On 2/1/1946 a Baltimore, Maryland firefighter died at a bowling alley fire. “After arriving at a still alarm, the members of Engine 42 found heavy smoke billowing from a bowling alley. The box alarm was struck, and the firefighters went to work stretching a line into the rear of the building, where the fire was showing. Just as they were ready to open the nozzle on the flames, a thunderous explosion occurred, followed by a mass of flames. As one of the men was running for his life, he noticed a firefighter was missing. He tried to go back for him but was seriously burned and collapsed necessitating his rescue. The six-alarm fire rapidly spread throughout the bowling alley and extended to a row of stores before being brought under control.”
On 2/1/1993 a New London, Connecticut firefighter “went into cardiac arrest while pulling hose during fire suppression. A live electric wire fell near him, a court later ruled that the death was not due to electrocution, but a pre-existing heart condition that lead to the fatal heart attack.”
On 2/1/1999 a massive explosion and fire destroyed the power station at Ford Motor Company’s Rouge River complex in Dearborn, Michigan, that killed at least one and injured thirty others. The explosion occurred shortly after 1:00 p.m. in the boiler at the powerhouse which generates electricity for the 1,200-acre industrial complex.

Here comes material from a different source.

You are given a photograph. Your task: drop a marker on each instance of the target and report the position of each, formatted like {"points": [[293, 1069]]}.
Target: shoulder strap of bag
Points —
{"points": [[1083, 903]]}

On 2/1/1974 the Joelma Building in São Paulo, Brazil fire in the upper stories of a 25-floor skyscraper bank building killed 189, and more than 300 people were injured after an air conditioner unit on the twelfth floor overheated starting a fire. Within 20 minutes the entire building was engulfed in flames because of highly flammable materials used in construction.

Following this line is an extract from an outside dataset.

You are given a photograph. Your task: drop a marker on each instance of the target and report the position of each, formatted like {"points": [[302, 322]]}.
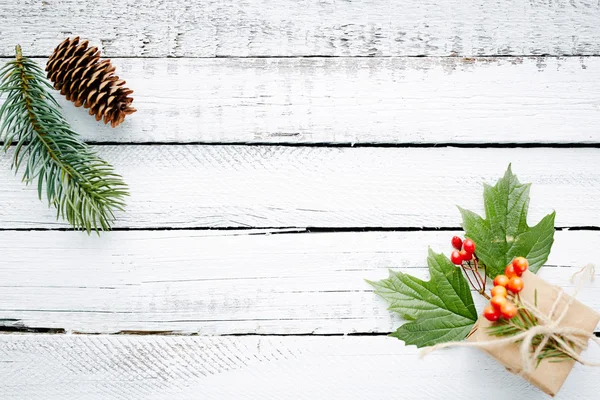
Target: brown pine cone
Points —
{"points": [[78, 73]]}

On 2/1/1907 in Harrisburg, Pennsylvania ten downtown buildings were destroyed or damaged by a fire that started from an explosion in a hat store in the Opera House block at 2:00 p.m.
On 2/1/1905 a Rib Lake, Wisconsin house fire killed two children.

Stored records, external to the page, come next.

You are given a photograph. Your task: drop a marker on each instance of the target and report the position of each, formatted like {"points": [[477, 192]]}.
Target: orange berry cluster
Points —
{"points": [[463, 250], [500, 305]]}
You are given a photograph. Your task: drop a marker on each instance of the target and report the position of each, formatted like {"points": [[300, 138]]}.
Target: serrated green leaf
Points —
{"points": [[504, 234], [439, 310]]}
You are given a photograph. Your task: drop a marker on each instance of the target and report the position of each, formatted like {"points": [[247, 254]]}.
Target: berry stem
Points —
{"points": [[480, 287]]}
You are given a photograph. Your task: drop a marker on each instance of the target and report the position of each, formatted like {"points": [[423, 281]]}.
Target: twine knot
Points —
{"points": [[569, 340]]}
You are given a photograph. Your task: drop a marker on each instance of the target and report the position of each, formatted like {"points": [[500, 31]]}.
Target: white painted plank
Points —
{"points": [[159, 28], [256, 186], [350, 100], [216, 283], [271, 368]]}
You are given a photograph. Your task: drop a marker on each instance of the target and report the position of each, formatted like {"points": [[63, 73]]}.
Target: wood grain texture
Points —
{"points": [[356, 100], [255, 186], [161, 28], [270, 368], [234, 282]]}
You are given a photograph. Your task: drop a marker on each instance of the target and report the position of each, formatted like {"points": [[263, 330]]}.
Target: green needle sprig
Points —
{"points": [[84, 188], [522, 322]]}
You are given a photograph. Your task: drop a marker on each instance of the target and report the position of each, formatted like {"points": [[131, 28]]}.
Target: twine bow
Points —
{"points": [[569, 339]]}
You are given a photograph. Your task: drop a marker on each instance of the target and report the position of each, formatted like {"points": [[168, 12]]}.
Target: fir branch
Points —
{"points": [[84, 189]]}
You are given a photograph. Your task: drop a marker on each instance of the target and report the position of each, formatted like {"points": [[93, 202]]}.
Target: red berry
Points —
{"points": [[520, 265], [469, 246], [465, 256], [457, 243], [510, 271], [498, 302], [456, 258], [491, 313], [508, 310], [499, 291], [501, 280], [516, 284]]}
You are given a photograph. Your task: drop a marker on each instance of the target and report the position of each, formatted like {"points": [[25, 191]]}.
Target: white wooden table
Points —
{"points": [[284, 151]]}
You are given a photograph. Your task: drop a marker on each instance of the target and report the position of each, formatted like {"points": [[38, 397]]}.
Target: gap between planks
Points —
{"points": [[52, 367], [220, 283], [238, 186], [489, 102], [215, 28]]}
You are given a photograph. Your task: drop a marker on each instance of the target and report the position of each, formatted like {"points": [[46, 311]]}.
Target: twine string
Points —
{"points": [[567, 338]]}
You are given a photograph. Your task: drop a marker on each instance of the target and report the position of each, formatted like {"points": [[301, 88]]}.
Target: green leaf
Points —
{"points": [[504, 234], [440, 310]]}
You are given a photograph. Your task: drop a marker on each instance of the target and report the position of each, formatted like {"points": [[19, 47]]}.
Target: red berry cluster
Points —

On 2/1/1904 an explosion at the Maple Hill Colliery (coal mine) in Mahanoy City, Pennsylvania killed five when powder in a steel cage being hoisted exploded.
On 2/1/1876 three separate fires plague the town of Quincy, Illinois. The first at 10:00 a.m. in the Golden Gate Building, just south of the courthouse started from the chimney situated in the rear of the building. At noon the second fire in a double-frame dwelling house 178 and 180 North Sixth Street started from a defective flue in the kitchen chimney. A third fire later that afternoon started in the basement of the dry goods store.
On 2/1/2003 the Space Shuttle Columbia, the first shuttle in the orbital fleet was destroyed during re-entry over Texas.